I could see the bright lights of the stadium. The whole idea of regular life continuing, the crowd cheering for the next good play, the band getting ready for half-time. It was surreal. How could people not know the world was falling apart?
“Seems pretty crazy, doesn’t it? That for some people, life is just so . . .” he waved his hand loosely, “normal?”
I didn’t say anything. I mean, what could I say? Oh yeah, a
nd you don’t know the half of it—your girlfriend has visions, and the girl you make out with is a demon. So I didn’t say anything at all and James didn’t either.
We sat there, silent, watching the lights blink out in the stadium, and the city gradually grow darker. Eventually James sighed, turned the car around and drove us back home.
James walked me to my door, and I hesitated. Did he want to come in? Part of me wanted him to—to drive away any lingering doubts of how bad I could be. I could hurt Michael and Miri so easily—and hurt James, too.
That thought struck me. Would I be hurting James by inviting him in? And since when did I give a damn who got hurt?
James surprised me by pulling me into his arms and hugging me—not holding me like a lover, but hugging, like a friend, like a brother. And I realized: that was my problem. That’s why I’d never Become before, why I hated Earth-life when I was last here, why I couldn’t let myself forget Aaron.
It wasn’t because I didn’t care.
It was because I cared too damn much.
At school the next morning, I was waiting at Miri’s locker by the time she got there. She stopped walking when she saw me, then her face broke into a wide grin, all white teeth and shining eyes. She ran the rest of the way and threw her arms around me.
“You’re here,” she breathed when she finally released me.
“Where else would I be?”
But we both knew.
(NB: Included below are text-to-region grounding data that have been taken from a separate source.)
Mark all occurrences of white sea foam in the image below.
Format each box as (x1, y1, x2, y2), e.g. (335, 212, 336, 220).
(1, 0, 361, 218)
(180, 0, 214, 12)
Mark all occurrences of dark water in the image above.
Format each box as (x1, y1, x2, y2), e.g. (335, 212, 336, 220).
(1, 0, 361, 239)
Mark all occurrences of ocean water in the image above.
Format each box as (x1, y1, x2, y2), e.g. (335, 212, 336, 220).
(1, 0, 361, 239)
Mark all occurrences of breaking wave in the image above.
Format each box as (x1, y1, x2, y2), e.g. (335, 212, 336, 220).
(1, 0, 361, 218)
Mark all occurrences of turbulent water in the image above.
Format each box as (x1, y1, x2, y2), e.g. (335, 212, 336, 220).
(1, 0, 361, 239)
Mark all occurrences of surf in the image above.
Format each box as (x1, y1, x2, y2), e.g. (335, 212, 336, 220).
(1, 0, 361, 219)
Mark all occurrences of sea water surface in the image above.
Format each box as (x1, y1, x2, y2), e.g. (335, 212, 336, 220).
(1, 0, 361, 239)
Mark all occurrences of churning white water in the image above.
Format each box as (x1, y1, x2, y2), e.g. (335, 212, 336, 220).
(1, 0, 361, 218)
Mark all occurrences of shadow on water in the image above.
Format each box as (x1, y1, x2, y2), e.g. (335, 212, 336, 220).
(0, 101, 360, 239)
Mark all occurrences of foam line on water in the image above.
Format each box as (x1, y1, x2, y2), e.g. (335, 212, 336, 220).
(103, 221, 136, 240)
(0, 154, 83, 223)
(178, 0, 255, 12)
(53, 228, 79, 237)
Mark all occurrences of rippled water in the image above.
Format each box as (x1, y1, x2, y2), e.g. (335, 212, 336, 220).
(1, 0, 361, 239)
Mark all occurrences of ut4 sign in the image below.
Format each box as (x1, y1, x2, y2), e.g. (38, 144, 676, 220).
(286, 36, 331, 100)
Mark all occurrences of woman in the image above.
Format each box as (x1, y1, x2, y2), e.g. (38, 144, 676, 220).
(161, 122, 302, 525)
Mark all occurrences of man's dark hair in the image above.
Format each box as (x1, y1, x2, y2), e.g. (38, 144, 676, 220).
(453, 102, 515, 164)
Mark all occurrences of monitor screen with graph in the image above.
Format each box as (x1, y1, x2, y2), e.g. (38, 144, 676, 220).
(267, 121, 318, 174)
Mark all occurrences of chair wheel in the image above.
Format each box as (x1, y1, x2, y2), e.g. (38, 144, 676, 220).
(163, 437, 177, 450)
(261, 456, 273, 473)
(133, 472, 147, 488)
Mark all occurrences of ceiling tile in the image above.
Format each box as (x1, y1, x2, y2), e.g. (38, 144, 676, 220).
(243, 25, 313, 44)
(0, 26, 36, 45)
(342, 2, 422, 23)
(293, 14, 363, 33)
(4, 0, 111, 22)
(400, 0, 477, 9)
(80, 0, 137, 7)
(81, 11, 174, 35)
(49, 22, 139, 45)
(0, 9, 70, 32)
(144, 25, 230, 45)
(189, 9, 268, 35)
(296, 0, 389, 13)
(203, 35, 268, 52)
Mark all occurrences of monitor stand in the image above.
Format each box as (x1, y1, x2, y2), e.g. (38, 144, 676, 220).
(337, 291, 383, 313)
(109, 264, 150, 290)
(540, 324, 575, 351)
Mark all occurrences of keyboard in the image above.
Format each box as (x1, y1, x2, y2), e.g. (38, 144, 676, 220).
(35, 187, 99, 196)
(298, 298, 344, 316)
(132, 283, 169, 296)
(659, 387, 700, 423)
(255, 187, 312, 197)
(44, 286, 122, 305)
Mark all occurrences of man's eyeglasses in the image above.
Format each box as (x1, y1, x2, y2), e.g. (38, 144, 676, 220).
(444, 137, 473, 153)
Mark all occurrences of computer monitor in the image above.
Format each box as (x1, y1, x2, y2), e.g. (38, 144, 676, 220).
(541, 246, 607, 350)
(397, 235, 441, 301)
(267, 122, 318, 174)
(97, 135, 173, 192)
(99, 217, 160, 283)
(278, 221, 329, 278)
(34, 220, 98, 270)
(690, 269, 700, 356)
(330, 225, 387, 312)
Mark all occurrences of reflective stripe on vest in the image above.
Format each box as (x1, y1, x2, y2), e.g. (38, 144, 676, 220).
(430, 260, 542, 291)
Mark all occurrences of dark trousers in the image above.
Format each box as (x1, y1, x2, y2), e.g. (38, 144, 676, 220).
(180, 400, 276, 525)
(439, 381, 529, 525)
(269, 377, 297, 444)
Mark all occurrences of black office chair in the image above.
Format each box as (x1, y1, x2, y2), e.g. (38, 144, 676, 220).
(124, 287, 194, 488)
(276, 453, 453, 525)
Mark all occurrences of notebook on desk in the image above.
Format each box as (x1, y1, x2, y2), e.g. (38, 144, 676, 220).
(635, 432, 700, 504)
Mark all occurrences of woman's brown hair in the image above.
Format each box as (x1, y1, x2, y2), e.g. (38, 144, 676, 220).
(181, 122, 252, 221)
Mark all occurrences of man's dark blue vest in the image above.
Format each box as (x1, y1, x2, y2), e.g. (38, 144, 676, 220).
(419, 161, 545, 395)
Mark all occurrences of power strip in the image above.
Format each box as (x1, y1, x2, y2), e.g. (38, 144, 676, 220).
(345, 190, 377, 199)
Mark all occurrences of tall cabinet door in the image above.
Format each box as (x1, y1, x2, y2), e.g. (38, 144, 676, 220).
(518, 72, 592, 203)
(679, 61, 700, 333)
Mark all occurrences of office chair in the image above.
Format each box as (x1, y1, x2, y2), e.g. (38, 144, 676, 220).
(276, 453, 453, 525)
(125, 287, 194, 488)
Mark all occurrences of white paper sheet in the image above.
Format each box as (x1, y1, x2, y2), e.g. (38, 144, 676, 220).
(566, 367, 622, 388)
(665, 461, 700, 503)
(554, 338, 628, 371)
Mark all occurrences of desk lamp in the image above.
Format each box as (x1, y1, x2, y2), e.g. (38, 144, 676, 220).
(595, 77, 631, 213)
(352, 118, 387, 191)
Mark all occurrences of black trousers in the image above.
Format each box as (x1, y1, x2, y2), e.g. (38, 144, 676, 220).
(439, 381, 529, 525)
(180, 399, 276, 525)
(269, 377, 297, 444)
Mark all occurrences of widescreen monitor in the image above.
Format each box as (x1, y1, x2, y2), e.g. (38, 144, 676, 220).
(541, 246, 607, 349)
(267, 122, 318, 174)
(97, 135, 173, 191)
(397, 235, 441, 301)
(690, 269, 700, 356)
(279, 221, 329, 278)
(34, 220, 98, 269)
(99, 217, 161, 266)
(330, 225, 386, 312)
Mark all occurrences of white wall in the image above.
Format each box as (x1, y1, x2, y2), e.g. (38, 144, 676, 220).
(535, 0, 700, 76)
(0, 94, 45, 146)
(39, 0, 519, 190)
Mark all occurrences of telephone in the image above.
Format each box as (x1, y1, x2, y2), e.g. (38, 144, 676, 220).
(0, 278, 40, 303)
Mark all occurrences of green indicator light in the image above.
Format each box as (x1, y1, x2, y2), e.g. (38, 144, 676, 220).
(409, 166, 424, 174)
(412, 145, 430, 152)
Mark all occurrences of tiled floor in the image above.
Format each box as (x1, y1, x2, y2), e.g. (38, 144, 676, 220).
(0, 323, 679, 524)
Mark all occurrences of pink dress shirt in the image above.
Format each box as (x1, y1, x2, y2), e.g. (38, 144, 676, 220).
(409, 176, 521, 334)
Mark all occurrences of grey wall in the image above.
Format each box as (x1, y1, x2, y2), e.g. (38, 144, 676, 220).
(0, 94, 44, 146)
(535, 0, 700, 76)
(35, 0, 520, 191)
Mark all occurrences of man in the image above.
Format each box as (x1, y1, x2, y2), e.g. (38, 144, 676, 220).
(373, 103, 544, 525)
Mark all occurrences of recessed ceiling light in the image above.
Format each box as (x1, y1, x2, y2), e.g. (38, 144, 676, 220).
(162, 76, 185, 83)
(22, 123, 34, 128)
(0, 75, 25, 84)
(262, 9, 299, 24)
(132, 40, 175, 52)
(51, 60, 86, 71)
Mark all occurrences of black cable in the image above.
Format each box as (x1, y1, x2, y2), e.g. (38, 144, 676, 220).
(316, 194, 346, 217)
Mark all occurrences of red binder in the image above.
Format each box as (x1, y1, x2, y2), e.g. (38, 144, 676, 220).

I guess she knew everything, now.
The first bell rang and Miri opened her locker in a flash, threw her backpack in and grabbed out her things for our first classes. “Well, I wasn’t sure . . . you know. After.”
I hoisted my bag onto my shoulder, but didn’t say anything.
We walked in silence to class, until Miri grabbed my sleeve to make me pause just outside the classroom door. “I’m glad you’re here,” she said.
For a minute I looked at her, bright blue eyes shining, and I remembered James had called her bright eyes. I smiled. “So am I.”